Chunking工具使用（LangChain）

1. 固定大小分块（字符&token）

from langchain.text_splitter import CharacterTextSplitter, RecursiveCharacterTextSplitter

def get_document_text(doc_path_list: list[str]) -> list[str]:
    text_list = []
    for doc_path in doc_path_list:
        with open(doc_path, 'r', encoding='utf-8') as f:
            text = f.read()
        text_list.append(text)
    return text_list

def character_chunking(text_list: list[str], character_type: str="char"):
    if character_type == "char":
        # 字符级
        text_splitter = CharacterTextSplitter(
            chunk_size=512, 
            chunk_overlap=128, 
            separator="\n", 
            strip_whitespace=True
        )
    elif character_type == "token":
        # token级别
        text_splitter = CharacterTextSplitter.from_tiktoken_encoder(
            model_name="gpt-4",
            chunk_size=512, 
            chunk_overlap=128, 
            separator="\n", 
            strip_whitespace=True
        )
    else:
        return
    
    chunking_res_list = text_splitter.create_documents(text_list)
    for chunking_res in chunking_res_list:
        print(chunking_res)
        print("*"*100)

def recursive_character_chunking(text_list: list[str], character_type: str="char"):
    if character_type == "char":
        # 字符级
        text_splitter = RecursiveCharacterTextSplitter(
            chunk_size=512, 
            chunk_overlap=128, 
            separators=["\n\n", "\n", "。

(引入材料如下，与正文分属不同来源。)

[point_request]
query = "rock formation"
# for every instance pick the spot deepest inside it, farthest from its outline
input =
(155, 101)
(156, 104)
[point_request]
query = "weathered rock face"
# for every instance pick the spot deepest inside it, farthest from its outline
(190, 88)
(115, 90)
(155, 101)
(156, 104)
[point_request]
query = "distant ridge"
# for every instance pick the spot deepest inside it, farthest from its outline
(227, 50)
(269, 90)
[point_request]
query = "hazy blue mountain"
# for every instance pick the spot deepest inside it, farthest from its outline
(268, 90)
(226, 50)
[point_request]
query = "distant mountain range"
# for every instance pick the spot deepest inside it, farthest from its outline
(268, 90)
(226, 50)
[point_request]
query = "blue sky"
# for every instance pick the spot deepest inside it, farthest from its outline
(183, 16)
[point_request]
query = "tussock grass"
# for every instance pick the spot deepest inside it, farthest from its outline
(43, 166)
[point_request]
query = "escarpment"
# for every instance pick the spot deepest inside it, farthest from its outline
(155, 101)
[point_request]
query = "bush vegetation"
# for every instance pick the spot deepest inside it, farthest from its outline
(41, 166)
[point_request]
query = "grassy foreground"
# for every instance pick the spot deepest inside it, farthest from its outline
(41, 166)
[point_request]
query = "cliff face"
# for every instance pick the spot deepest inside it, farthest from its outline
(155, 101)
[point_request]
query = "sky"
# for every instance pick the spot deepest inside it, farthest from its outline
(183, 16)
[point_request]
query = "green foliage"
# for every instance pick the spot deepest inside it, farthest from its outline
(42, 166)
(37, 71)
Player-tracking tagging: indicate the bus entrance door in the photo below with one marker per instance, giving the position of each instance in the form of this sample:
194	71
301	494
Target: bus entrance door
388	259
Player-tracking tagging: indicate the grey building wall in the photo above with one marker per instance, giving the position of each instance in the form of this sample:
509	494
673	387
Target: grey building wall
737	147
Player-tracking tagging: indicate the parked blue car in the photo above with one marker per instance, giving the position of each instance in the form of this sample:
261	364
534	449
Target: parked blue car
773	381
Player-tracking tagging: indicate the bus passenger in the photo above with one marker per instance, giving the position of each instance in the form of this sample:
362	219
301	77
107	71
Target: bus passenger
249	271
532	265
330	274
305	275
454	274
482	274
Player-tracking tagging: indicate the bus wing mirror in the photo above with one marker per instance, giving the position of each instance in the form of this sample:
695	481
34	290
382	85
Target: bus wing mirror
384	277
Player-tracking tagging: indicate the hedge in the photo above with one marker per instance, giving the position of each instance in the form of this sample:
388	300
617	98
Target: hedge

", ".", "?", "？", "!", "！"], 
            strip_whitespace=True
        )
    elif character_type == "token":
        # token级别
        text_splitter = RecursiveCharacterTextSplitter.from_tiktoken_encoder(
            model_name="gpt-4",
            chunk_size=512, 
            chunk_overlap=128, 
            separators=["\n\n", "\n", "。", ".", "?", "？", "!", "！"], 
            strip_whitespace=True
        )
    else:
        return

    chunking_res_list = text_splitter.create_documents(text_list)
    for chunking_res in chunking_res_list:
        print(chunking_res)
        print("*"*100)

if __name__ == "__main__":
    doc_path_list = [
        '../data/chunking_test.txt'
    ]
    text_list = get_document_text(doc_path_list)
    # character_chunking(text_list)
    recursive_character_chunking(text_list, character_type="token")

在这里插入图片描述

2. 语义分块

from langchain_experimental.text_splitter import SemanticChunker
from langchain_openai.embeddings import OpenAIEmbeddings
from langchain_community.embeddings import HuggingFaceBgeEmbeddings

def get_document_text(doc_path_list: list[str]) -> list[str]:
    text_list = []
    for doc_path in doc_path_list:
        with open(doc_path, 'r', encoding='utf-8') as f:
            text = f.read()
        text_list.append(text)
    return text_list

def semantic_chunking(text_list: list[str]): 
    # embeddings = OpenAIEmbeddings()  # 使用openai模型
    embeddings = HuggingFaceBgeEmbeddings(  
        model_name = '../../../model/bge-base-zh-v1.5'
    ) # 使用huggingface的bge embeddings模型
    text_splitter = SemanticChunker(
        embeddings = embeddings,
        breakpoint_threshold_type = "percentile",  # 百分位数
        breakpoint_threshold_amount = 30,  # 百分比
        sentence_split_regex = r"(?<=[。？！])\s+"  # 正则，用于分句
    )
    chunking_res_list = text_splitter.create_documents(text_list)
    for chunking_res in chunking_res_list:
        print(chunking_res)
        print("*"*100)

if __name__ == "__main__":
    doc_path_list = [
        '../data/chunking_test.txt'
    ]
    text_list = get_document_text(doc_path_list)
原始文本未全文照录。